Anthem: ‘Bad luck’ but not ‘cursed’ as media says

Anthem of the Seas safely in port. Picture: Daily Star, UK.

Anthem of the Seas safely in port. Picture: Daily Star, UK.

‘Storm-battered’, ‘bad luck’ and even ‘cursed’ are just three of the epithets applied by the media to Royal Caribbean’s Anthem of the Seas cruise ship after the early return to port after its latest voyage was curtailed.

And, although the shipping line said that the ship was turned around to avoid another storm, passengers have said that it was sickness, not weather, that forced this cruise to have an early finish.

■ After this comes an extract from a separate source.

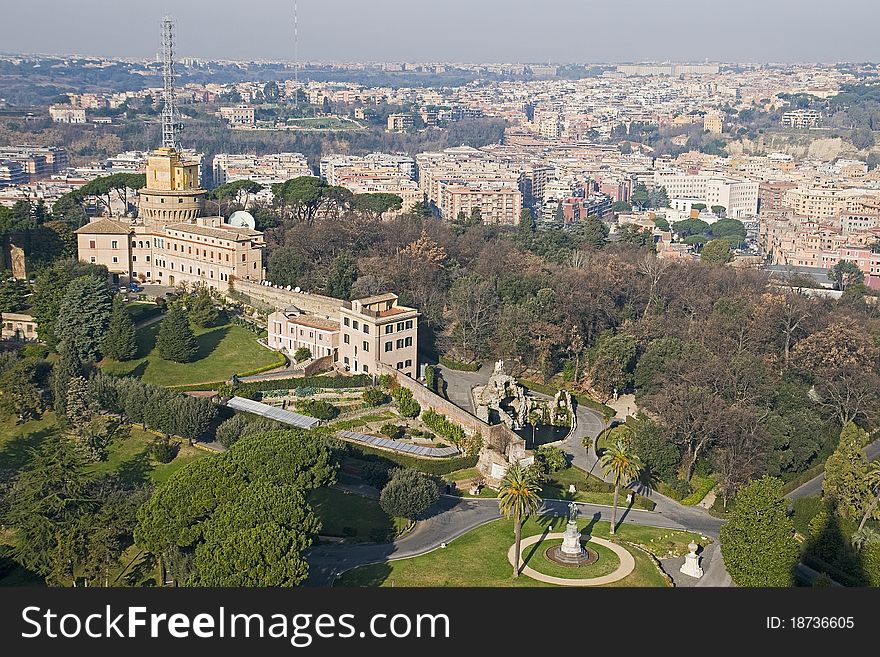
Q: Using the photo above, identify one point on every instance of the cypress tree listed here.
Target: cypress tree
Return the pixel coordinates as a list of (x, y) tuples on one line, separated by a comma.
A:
[(119, 342), (176, 341)]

According to reports from passengers, on Monday the captain informed them that 109 passengers were sick with norovirus but this figure was increased on Tuesday when the US Centers for Disease Control’s data line listed the ship. It said 125 passengers and 16 crew were infected at that stage. Although the CDC listed the cause as ‘unknown’, if it turns out to be norovirus, it would make Anthem the fourth America-based cruise ship to suffer that fate this year.

Of the descriptions given by the Press, the ship was certainly battered by the stronger than forecast storm that hit it last month. However, the damage seems to have been restricted to elements of the hotel aspects of the ship; the actual structure and sea-worthiness was unaffected.

That the ship has now run into another difficulty, a second cruise cut short, it certainly indicates that it has encountered some bad luck. But to go so far as to describe the vessel as cursed is a complete and unfair overreaction by journalists sensationalising their stories. The ‘cursed’ cruise ship theme made a great headline for the UK’s Daily Mail newspaper which asked “Is the Anthem of the Seas Cursed?” Meanwhile, in the US, news stories in the Inquisitr, Newsmax, and the Examiner all joined in by calling Anthem as ‘cursed’.

After a career in journalism, I feel qualified to agree that Anthem was storm-battered last month and this incident does point to some bad luck – but ‘cursed’? Really? Pure nonsense of course.

Now the ship is back in its home port of Cape Liberty in Bayonne, New Jersey, and undergoing a deep clean to rid it of the norovirus or anything else it may be. I say this because some passengers have claimed that CDC personnel boarded the ship in Puerto Rico to test for e-coli. In the days and weeks to come, we will all be told the findings of the CDC and any element of mystery regarding the infection will be dispelled.

One criticism that must be levelled at Royal Caribbean was that it was wrong to blame the early return to port as a precaution because of a storm threat. Even if that was true, the outbreak of illness should not have been ignored – some may say hidden. Passengers were correctly kept informed by the captain and it should have been the company who told the world at the same time – not leaving the story to leak out via passengers. On this occasion, RCI’s public relations team did themselves and the company no good at all.

One final point. As I am so confident that the ship is not ‘cursed’, would I sail on it again? Absolutely, I have every faith in the ship, its captain and crew.  I’d go on its next cruise, if I had the chance.